In contrast to the findings of the current study, Alfadhli et al. observed that myristoylated MACA purified from bacterial lysates binds to DP-PI(4,5)P2-containing membranes nearly as efficiently as membranes containing DO or brain PI(4,5)P2 in sonicated liposome-based assays (24). Of note, although myristoylated MACA lacks the NC domain, which can modulate Gag membrane binding, it is unlikely that NC gave rise to the different outcomes, because deletion of NC did not alter the acyl chain preference observed with WT Gag in our experiments using single-phase GUVs (Fig. 2J to L). We speculate that the differences in Gag protein preparation and/or membrane properties between this other study and ours may account for the different outcomes. Identifying the key technical differences may help us understand how Gag distinguishes PI(4,5)P2 acyl chains.

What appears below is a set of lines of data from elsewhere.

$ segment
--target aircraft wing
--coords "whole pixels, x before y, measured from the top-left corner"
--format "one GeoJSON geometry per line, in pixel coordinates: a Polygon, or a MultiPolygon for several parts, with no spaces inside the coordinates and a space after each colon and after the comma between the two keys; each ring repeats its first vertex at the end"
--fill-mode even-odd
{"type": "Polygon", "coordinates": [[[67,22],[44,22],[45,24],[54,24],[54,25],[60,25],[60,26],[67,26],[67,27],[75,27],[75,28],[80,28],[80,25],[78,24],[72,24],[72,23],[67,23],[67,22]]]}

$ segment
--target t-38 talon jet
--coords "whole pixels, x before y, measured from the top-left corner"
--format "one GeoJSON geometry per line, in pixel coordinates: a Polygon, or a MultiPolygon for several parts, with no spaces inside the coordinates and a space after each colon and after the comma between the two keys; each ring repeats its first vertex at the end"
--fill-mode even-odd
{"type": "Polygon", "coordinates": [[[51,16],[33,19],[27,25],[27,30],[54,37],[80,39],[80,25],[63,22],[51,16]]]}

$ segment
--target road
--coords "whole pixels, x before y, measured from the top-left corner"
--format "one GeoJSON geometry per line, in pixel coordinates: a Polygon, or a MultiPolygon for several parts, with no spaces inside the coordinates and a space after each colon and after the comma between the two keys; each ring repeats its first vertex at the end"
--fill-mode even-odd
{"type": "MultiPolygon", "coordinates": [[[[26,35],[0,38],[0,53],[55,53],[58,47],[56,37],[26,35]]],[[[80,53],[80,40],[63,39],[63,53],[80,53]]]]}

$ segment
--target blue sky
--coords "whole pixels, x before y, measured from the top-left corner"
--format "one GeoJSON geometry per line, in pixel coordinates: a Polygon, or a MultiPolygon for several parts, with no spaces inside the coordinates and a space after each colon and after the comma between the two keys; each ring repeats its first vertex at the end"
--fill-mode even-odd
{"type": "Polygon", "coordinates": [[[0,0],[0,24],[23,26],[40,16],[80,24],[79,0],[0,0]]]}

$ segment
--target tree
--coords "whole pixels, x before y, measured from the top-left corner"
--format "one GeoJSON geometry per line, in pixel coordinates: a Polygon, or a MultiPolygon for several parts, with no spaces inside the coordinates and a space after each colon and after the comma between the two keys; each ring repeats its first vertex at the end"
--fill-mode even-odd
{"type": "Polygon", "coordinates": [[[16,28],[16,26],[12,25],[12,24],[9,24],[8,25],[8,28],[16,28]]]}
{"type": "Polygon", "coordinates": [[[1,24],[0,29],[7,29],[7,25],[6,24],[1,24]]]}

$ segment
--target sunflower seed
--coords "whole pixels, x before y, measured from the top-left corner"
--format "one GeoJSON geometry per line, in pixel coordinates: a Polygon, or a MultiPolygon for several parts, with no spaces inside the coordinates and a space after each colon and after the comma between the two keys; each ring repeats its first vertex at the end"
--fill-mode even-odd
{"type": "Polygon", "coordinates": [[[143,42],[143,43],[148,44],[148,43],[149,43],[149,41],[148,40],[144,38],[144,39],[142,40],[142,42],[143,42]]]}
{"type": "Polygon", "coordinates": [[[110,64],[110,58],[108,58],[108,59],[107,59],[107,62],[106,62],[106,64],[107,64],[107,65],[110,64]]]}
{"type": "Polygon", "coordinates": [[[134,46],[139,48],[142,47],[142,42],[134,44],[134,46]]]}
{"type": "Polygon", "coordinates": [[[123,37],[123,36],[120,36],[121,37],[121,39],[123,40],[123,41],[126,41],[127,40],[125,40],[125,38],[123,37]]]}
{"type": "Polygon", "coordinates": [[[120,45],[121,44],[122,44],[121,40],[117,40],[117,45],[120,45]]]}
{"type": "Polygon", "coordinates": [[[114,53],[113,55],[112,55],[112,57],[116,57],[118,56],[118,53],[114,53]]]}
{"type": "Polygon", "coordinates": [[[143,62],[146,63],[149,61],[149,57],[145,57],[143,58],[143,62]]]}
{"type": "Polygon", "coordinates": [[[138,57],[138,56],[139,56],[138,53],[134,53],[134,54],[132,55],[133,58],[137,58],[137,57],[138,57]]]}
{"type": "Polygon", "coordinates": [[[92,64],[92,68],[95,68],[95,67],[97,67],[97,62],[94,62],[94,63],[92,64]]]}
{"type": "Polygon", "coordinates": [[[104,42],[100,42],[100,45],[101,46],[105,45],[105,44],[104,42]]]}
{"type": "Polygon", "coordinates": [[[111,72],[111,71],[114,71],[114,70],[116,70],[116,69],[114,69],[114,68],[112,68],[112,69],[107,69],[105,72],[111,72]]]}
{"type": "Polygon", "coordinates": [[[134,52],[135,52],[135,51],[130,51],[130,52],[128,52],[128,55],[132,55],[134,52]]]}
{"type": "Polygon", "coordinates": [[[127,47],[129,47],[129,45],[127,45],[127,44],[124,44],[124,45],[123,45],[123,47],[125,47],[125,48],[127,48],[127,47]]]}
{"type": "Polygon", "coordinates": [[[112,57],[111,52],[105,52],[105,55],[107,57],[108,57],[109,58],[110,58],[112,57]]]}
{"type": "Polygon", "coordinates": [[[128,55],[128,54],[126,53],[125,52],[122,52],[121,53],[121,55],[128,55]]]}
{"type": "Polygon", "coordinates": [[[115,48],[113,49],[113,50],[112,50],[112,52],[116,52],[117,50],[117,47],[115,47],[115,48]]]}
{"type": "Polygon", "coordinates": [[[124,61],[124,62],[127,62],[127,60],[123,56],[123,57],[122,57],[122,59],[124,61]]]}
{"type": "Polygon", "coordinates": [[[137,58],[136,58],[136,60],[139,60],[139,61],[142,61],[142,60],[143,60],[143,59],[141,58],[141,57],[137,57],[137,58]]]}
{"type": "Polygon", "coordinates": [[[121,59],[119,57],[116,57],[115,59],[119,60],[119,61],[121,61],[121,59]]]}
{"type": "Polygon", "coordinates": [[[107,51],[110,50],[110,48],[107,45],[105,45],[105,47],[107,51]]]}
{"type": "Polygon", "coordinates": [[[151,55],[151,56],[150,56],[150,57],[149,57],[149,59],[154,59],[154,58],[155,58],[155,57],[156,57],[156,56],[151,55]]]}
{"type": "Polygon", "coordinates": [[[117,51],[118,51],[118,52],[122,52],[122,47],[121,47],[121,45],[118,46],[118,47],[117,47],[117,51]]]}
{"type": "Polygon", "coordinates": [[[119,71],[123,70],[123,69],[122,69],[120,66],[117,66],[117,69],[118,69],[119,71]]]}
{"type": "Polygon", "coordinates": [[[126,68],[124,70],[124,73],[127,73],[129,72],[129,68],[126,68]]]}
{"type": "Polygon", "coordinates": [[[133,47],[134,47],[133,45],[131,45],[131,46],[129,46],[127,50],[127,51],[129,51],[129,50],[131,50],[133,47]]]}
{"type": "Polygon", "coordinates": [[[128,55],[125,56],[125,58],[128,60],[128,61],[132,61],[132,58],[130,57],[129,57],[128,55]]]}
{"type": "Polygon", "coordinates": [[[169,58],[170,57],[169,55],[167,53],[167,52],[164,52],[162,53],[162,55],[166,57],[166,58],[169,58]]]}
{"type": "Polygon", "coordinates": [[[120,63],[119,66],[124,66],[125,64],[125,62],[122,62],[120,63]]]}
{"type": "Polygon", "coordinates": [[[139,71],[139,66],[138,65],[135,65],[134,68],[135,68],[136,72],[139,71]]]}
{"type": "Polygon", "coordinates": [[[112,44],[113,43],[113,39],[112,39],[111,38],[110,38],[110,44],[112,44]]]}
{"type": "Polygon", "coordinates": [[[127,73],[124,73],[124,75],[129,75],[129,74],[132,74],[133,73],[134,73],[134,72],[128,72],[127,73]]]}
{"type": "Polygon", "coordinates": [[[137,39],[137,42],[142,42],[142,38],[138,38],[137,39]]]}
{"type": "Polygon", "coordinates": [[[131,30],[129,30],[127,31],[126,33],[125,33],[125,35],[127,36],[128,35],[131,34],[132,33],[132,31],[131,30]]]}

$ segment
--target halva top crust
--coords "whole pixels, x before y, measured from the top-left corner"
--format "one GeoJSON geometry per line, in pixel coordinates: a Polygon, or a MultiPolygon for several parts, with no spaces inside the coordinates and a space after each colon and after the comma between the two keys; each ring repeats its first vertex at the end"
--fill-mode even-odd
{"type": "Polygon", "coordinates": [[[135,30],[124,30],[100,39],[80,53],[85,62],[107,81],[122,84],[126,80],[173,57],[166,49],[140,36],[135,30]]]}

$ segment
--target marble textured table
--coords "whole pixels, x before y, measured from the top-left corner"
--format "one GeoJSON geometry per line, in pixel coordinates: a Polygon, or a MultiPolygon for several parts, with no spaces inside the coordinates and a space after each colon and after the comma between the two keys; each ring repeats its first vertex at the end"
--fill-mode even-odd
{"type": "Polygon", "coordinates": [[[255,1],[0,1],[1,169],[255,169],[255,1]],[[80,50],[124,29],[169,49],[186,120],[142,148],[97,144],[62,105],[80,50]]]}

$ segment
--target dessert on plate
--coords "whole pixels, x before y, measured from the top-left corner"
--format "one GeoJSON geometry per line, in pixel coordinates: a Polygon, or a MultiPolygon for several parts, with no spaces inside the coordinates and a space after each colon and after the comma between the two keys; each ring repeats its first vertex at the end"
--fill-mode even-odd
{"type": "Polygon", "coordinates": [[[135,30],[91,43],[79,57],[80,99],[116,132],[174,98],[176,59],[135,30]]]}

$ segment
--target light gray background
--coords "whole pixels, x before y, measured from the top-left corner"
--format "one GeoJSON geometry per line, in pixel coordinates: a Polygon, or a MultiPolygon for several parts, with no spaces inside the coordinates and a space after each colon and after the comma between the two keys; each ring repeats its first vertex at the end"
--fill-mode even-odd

GUVs containing coexisting liquid-ordered (Lo) and liquid-disordered (Ld) phases are often used to examine the characteristics of lipid rafts or molecules that associate with them (35). Lipid rafts are membrane microdomains enriched in cholesterol and saturated lipids and are therefore likely to adopt Lo-like structures due to cholesterol-lipid interactions. However, the two-phase GUVs used in the current study are likely to have coexisting gel and liquid phases rather than Lo and Ld phases. With a gel-to-liquid transition temperature over 50°C (55), one study showed that DPPS is dominant in a gel phase in liposomes consisting of POPC, DPPS, and cholesterol, and does not interact with cholesterol favorably (44). Although the system used in that study is different from ours, we also observed that the DiD(−) phase adopts irregular (not round) shapes that are typical of gel phases (Fig. 3H) (4649). It is of note that we cannot exclude from these observations the possibility that the DiD(−) phase may contain both Lo and gel phases or have more complex phase behaviors. In either case, while the interaction between MA and the sn-2 acyl chain of PI(4,5)P2 is hypothesized to promote lateral transition of Gag into lipid rafts (4), our system is not suited for testing this intriguing model for Gag-membrane-microdomain interactions, unlike other two-phase GUVs consisting of Lo and Ld phases. Of note, a recent study by Keller et al. (35) observed no transition of Gag derivatives from the Ld to the Lo phase by using GUVs containing PI(4,5)P2. Therefore, diffusion of Gag-PI(4,5)P2 complexes across phase boundaries might not occur even in GUV systems containing two liquid phases.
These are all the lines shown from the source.